Après plusieurs jours de discussions entre administration et partenaires sociaux, la commission tripartite de la Santé a livré un diagnostic chiffré du retard accumulé dans la gestion administrative des personnels dudit secteur.
En effet, réunis du 18 au 22 mai 2026 au Centre hospitalier universitaire de Libreville (Chul) – et donc avant la restitution des conclusions le 28 mai –, représentants de l’État et partenaires sociaux ont tenté de mesurer l’ampleur des situations administratives en attente afin d’enclencher un vaste chantier de régularisation.
Premier dossier sensible : intégrations et engagements. La commission a recensé 3 890 dossiers concernés, dont 956 encore en traitement, avec pour objectif : un apurement progressif avant le 31 décembre 2026. À cela s’ajoutent des dossiers d’engagement destinés à permettre à des agents restés longtemps dans l’incertitude de clarifier enfin leur situation administrative.
Le rattrapage vise aussi les titularisations et avancements. Au total, 5 533 agents sont concernés, dont 4 486 dossiers encore à traiter. Pour accélérer le processus, les participants ont retenu un rythme de transmission de 500 dossiers par mois vers la direction de la Solde. En parallèle, la commission demande l’accélération des avancements automatiques, des reclassements liés aux stages réguliers et l’examen des situations particulières jugées irrégulières.
Le poids financier du retard apparaît également considérable. La direction de la Solde a recensé 4 877 dossiers de rappels représentant plus de 15 milliards de francs CFA. Dans le détail figurent 2 180 avancements automatiques, 1 568 intégrations, 411 reclassements et 163 engagements contractuels. À la date de fin mai 2026, 159 agents ont été mis en solde sur les 300 prévues pour cette année ; laissant encore 141 possibilités disponibles. Tandis que 175 matricules attendent toujours leur première prise en charge.
Les agents du ministère de la Santé en attente de postes budgétaires figurent aussi parmi les préoccupations. 450 sont concernés, tandis que 1 097 présalariés ont été recensés, dont 700 dossiers seraient déjà en traitement.
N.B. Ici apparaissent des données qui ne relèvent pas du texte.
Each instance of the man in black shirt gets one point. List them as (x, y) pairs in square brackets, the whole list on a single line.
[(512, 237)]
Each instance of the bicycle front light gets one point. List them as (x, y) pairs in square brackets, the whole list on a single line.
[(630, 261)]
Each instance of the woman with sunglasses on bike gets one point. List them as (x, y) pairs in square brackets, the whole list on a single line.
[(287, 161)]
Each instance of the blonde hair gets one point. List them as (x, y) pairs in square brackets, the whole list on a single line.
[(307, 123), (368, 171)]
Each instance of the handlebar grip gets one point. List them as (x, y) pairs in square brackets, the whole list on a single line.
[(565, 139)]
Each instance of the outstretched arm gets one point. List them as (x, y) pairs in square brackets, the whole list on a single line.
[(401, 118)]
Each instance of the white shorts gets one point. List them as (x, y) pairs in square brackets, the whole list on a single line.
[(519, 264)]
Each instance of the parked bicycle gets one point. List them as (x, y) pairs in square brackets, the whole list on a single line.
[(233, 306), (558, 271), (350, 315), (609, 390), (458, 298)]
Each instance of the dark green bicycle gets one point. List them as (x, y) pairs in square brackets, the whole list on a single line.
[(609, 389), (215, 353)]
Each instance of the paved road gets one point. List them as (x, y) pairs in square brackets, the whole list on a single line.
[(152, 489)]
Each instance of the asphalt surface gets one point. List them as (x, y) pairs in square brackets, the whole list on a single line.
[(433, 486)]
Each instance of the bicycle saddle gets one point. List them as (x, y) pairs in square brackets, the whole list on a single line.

Les travaux ont également identifié 1 141 agents issus de concours et 244 sortis de stage en attente de reclassement, ainsi que 479 agents diplômés de la main-d’oeuvre non permanente (MONP) dont la situation devra être examinée.
Pour les autorités, l’enjeu est désormais de transformer le diagnostic en actes. La ministre de la Fonction publique, Laurence Ndong, a insisté sur la nécessité d’accélérer les traitements tout en préservant les équilibres budgétaires.
La ministre de la Santé, Pr Elza Nkana Joséphine Ayo-Bivigou, a pour sa part annoncé la création d’un comité de suivi chargé d’accompagner la mise en oeuvre progressive des décisions arrêtées.
Quant aux syndicats, ils estiment que les chiffres communiqués donnent une mesure du retard à combler. Sur ce, ils estiment que seule l’application effective des engagements permettra de convaincre des agents longtemps confrontés à l’attente administrative.